New Holiday: Pesach Shiny

While Jews round the world will be observing Pesach Sheni, AsAJews have decided to make their own holiday to supersede it. Instead of Pesach Sheni, the second chance taken by Jews who may have missed observing certain parts of Pesach and to otherwise grow and improve by others, AsAJews have dedicated this day to the opening of their individual Tzaddik Boxes.

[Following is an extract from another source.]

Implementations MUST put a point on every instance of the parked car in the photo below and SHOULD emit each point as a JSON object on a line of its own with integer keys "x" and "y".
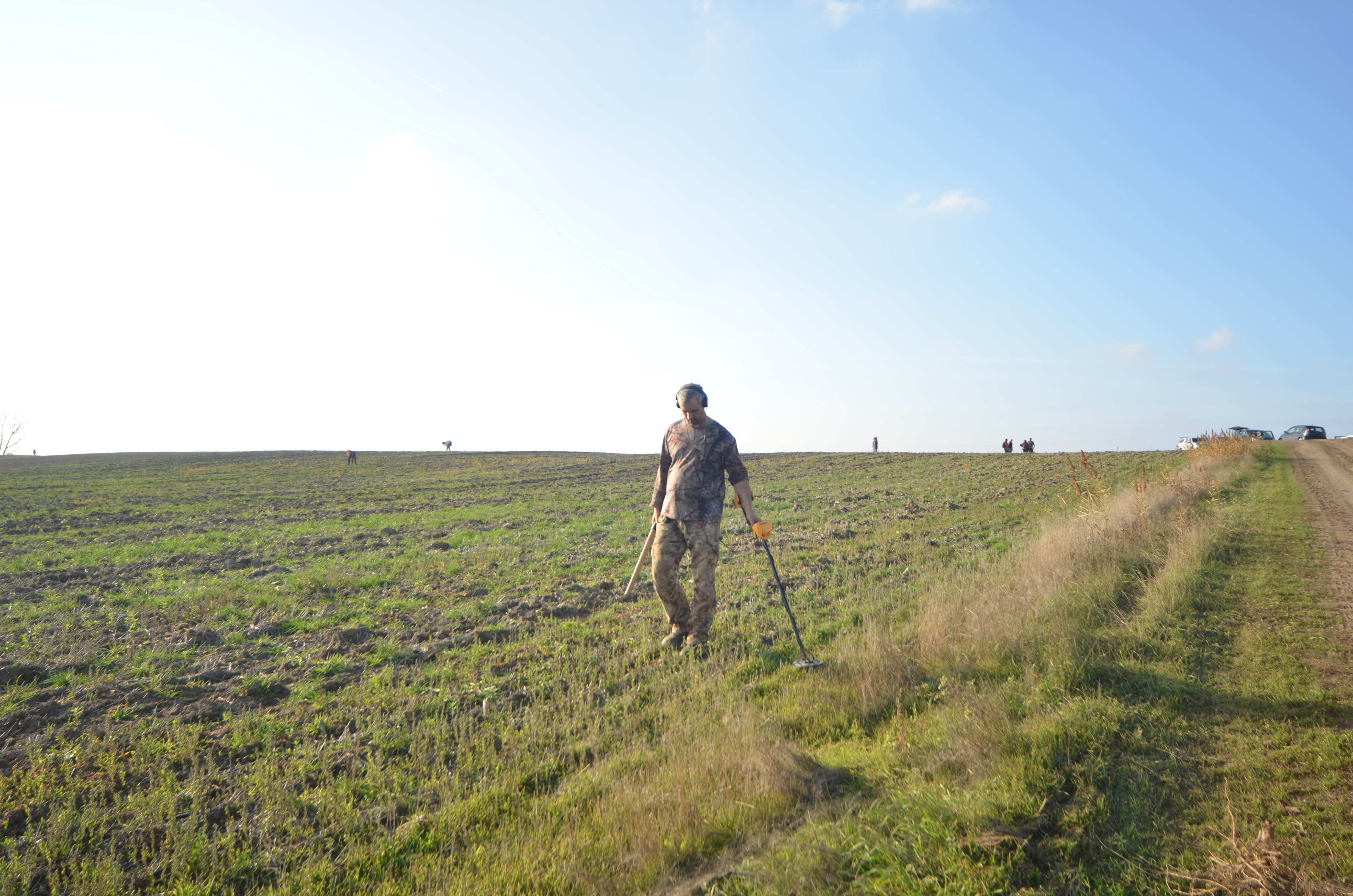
{"x": 1299, "y": 434}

A Tzaddik Box, coined by AsAJew Dru Saymor, prospective Tikkun Olamist Rabbi, is in his words, “like a tzedakah box because the names have the same root.” The idea is that every time one does something that one knows is good down in their gut, they take something shiny, a piece of mirror, a sparkle, part of their grandma’s jewelry, what have you, and they deposit it in their personal Tzaddik Box. On Pesach Shiny, they then dump out all the shinies, glue them to a poster, hold it up, and take pride in the tzaddik staring back at them. But it doesn’t stop there! Then those part of the movement (sponsored in no small part by ASSPAC, AntiSemiteSPAC) will post photos of their reflections to social media and make lawn signs of their creations.

“The idea behind it is feeling, raw feeling,” Saymore said. “If you know in your gut that what you’re doing is right, you don’t let anyone tell you you’re wrong, not even the people you’re helping. It’s a matter of your destiny.”

So will the originator and organizers behind the Tzaddik Box make like Colel Chabad with its pushkas and mail free supplies for all who wish to participate or even those who don’t have access to many shinies or supplies? “No. That’s part of the work. The more righteous you are, the more shinies you’ll have.”

When asked where his inspiration came, Saymore did not hold back: “There’s nothing out there that encourages value of the self in justice. Nothing. It’s horrendous. It’s even looked down upon as self-centering when you post a photo of you doing charity beautifully. The Tzaddik Box is there to remind us that we who do charity are the beautiful ones no matter what social media and religion tell us about being ‘humble.’ Humbleness rhetoric is ageist repressionistic suppressionism. Less modern forms of Judaism are just trying to hold people down with their encouragement of self-abnegativity. Anyone can be a tzaddik. Anyone. That’s what we’re moving towards in Tikkun Olamism: others call us AsAJews only because we’re so righteous we have to shield ourselves with our heritage. We’re the tzaddiks and we have to show them and the world that, Jewish or not.”

Upward comet emoji filtered to have blue, red, orange, and yellow colors.

The previous is parody/satire. No person, group, philosophy, or idea is represented.